The performance of well-trained speech recognizers using high quality full bandwidth speech data is usually degraded when used in real world environments. In particular, telephone speech recognition is extremely difficult due to the limited bandwidth of transmission channels. In this paper, we concentrate on the telephone recognition of Egyptian Arabic speech using syllables. Arabic spoken digits were described by showing their constructing phonemes, triphones, syllables and words. Speaker-independent hidden markov models (HMMs)-based speech recognition system was designed using Hidden markov model toolkit (HTK). The database used for both training and testing consists from forty-four Egyptian speakers. In clean environment, experiments show that the recognition rate using syllables outperformed the rate obtained using monophones, triphones and words by 2.68%, 1.19% and 1.79% respectively.
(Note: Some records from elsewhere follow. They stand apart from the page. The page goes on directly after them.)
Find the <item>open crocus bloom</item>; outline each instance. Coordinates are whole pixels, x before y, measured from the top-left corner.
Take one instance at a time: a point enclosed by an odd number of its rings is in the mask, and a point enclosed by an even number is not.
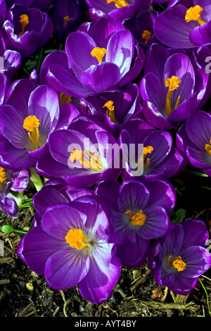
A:
[[[203,102],[208,75],[186,54],[170,55],[159,44],[150,47],[146,58],[140,84],[144,116],[155,127],[176,128]]]
[[[143,120],[129,120],[118,142],[124,179],[133,177],[141,182],[148,178],[168,179],[186,166],[183,153],[173,146],[171,134],[156,130]]]
[[[57,93],[27,79],[14,82],[6,104],[0,108],[2,163],[8,168],[34,166],[48,152],[49,136],[59,115]]]
[[[1,33],[8,49],[28,58],[45,46],[53,30],[51,19],[46,13],[15,4],[8,11]]]
[[[51,63],[46,79],[56,91],[72,96],[87,96],[129,84],[140,73],[144,58],[132,34],[111,18],[98,20],[88,33],[70,33],[65,52],[70,70]]]
[[[18,213],[17,202],[10,193],[25,191],[29,180],[27,170],[14,172],[0,166],[0,208],[7,216],[15,218]]]
[[[110,187],[113,188],[110,192]],[[162,236],[170,227],[167,213],[174,208],[176,194],[163,180],[117,182],[106,180],[98,184],[95,194],[108,211],[122,264],[138,268],[145,262],[150,240]]]
[[[209,233],[205,223],[186,220],[172,225],[168,235],[151,246],[148,268],[158,285],[187,295],[200,275],[210,268],[211,256],[205,249]]]
[[[111,235],[98,204],[60,204],[46,208],[41,225],[23,237],[18,255],[44,274],[51,288],[77,285],[84,299],[101,304],[110,297],[121,270]]]
[[[143,11],[147,11],[149,0],[86,0],[90,7],[89,15],[96,22],[102,17],[110,17],[124,22]]]
[[[188,7],[176,4],[161,13],[155,21],[154,31],[165,45],[185,49],[210,42],[210,0],[191,0]]]
[[[203,111],[194,111],[178,130],[176,142],[194,167],[211,175],[210,114]]]
[[[82,98],[79,106],[83,115],[117,136],[124,123],[141,111],[139,89],[129,84],[124,89]]]
[[[62,178],[71,185],[92,186],[106,177],[118,176],[120,166],[113,166],[119,152],[117,147],[110,133],[87,118],[78,117],[68,130],[51,135],[49,154],[39,160],[37,171],[46,178]]]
Also in noisy telephone channel, syllables outperformed the rate obtained using monophones, triphones and words by 2.09%, 1.5% and 0.9% respectively. Comparative experiments have indicated that the use of syllables as acoustic units leads to an improvement in the recognition performance of HMM-based ASR systems in noisy environments. A syllable unit spans a longer time frame, typically three phones, thereby offering a more parsimonious framework for modeling pronunciation variation in spontaneous speech. Moreover, syllable-based recognition has relatively smaller number of used units and runs faster than word-based recognition.